Bastante común cuando se comienza una vida sexual coital (porque hay que dejar claro que comenzar en los andares sexuales no sucede hasta que se da una penetración pene-vagina), es común que haya un par de encuentros (o más) en que intentan tener relaciones pero no se logra. Por lo regular todo esto está abundantemente roceado de nervios y frustración. Muchos no se explican qué es lo que sucede, han realizado juegos previos, se sienten seguros ambos, parece ella estar aparentemente lubricada, él luce una erección adecuada pero el pene sencillamente no logra entrar. Justo cuando el pene se encuentra en el vestíbulo vaginal, a ella le duele un mundanal o -algunos hombres comentan- sienten como si su pene chocara contra algo duro, como un hueso. Luego, se empiezan a desesperar y la excitación se acaba. Vienen preguntas como ‘¿Debemos hacerlo?’ ‘¿Soy normal?’.

Bueno, antes que nada hay que comprender que es perfectamente común dicha situación. No todos lo logran a la primera. Termina uno tembloroso, angustiado, al tiempo aliviado, y aquello se convierte en un reto monstruoso. Lo primero que deben tomar en cuenta es: himen posiblemente rígido, tensión pélvica obvia, vagina tensa, falta de lubricación, nervios a chorros.

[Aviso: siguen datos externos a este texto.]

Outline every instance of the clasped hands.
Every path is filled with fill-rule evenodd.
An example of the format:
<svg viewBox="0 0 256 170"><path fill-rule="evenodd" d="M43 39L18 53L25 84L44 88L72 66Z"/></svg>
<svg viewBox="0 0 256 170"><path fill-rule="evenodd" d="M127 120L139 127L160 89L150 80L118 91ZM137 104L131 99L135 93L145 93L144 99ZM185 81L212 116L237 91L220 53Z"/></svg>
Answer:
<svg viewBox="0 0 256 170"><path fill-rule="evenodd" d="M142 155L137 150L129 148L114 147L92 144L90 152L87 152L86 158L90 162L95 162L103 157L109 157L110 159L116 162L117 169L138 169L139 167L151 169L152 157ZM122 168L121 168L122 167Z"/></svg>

Requerirán de un masaje previo, que claro puede formar parte de los prolegómenos porque no se trata de hacerlo mecánicamente. Realmente tras la ejecución del mismo la cuestión se vuelve mucho menos compleja. Claro, no podemos olvidarnos de mujeres cuyos casos de dispareunia (extremo dolor al intentar se penetradas) o vaginismo (tensión muy intensa en los músculos pélvicos y vaginales causados la gran mayoría de las veces por cuestiones emocionales). Dichas mujeres por lo regular requieren de terapia sexual, hay algunas que después de años, a-ños, de matrimonio no logran hacer el amor o no lo logran sin un dolor extremo.

Pero en términos generales, y lejos de dichos trastornos, pueden probar el masaje antes citado. Es simple, ya preparado el terreno, besos, caricias, confianza, estimulación en zonas erógenas, etc. Y -muy importante- esto debe hacerse una vez que ella está excitada a través de estimulación clitoridea. Él deberá colocar en sus dedos anular e índice una cantidad más o menos copiosa de lubricante artificial, base de agua por favor, mi recomendación Soft Lube. No se les ocurra utilizar otras sustancias. Luego, con dichos dedos debe masajear la zona en que los labios menores se unen al vestíbulo vaginal. Y ahí, alrededor de dicho ‘orificio’, generar círculos al tiempo que va dejando en dicha zona el lubricante. Aquí están las glándulas de Bartolini, responsables de que lubriquemos de manera natural. Así fomentarán dicho proceso. Esto relajará la entrada y la sensación será placentera. Además, la lubricará. No hay que esperar hasta que el lubricante se torne escaso, se ponen más si es necesario. Posteriormente y también con una cantidad de Soft Lube en los mismos dedos, los van a introducir poco a poco, muy poquito a poco con las yemas de los dedos apuntando hacia el perineo o ano. Y una vez que estén un par de falanges dentro (no más), presionen levemente hacia el perineo como si bajaran. Esto relaja los músculos pélvicos y ella de paso puede buscar apretar esos dedos con sus músculos pubococcígeos como si hiciera Kegels. Eso igualmente relajará dichos músculos. La zona ya estará más que húmeda debido al lubricante y a la lubricación natural que surgió a través del estímulo de las glándulas de Bartolini.

Poco a poco se dilatará esta entrada al maravilloso mundo vaginal y cuando se sientan listos (porque puede ser que en el teje y maneje él pierda un poco el grado de firmeza), procedan a la penetración. Será mucho más simple, cómodo, relajado y ¡lo lograrán! Lo prometo.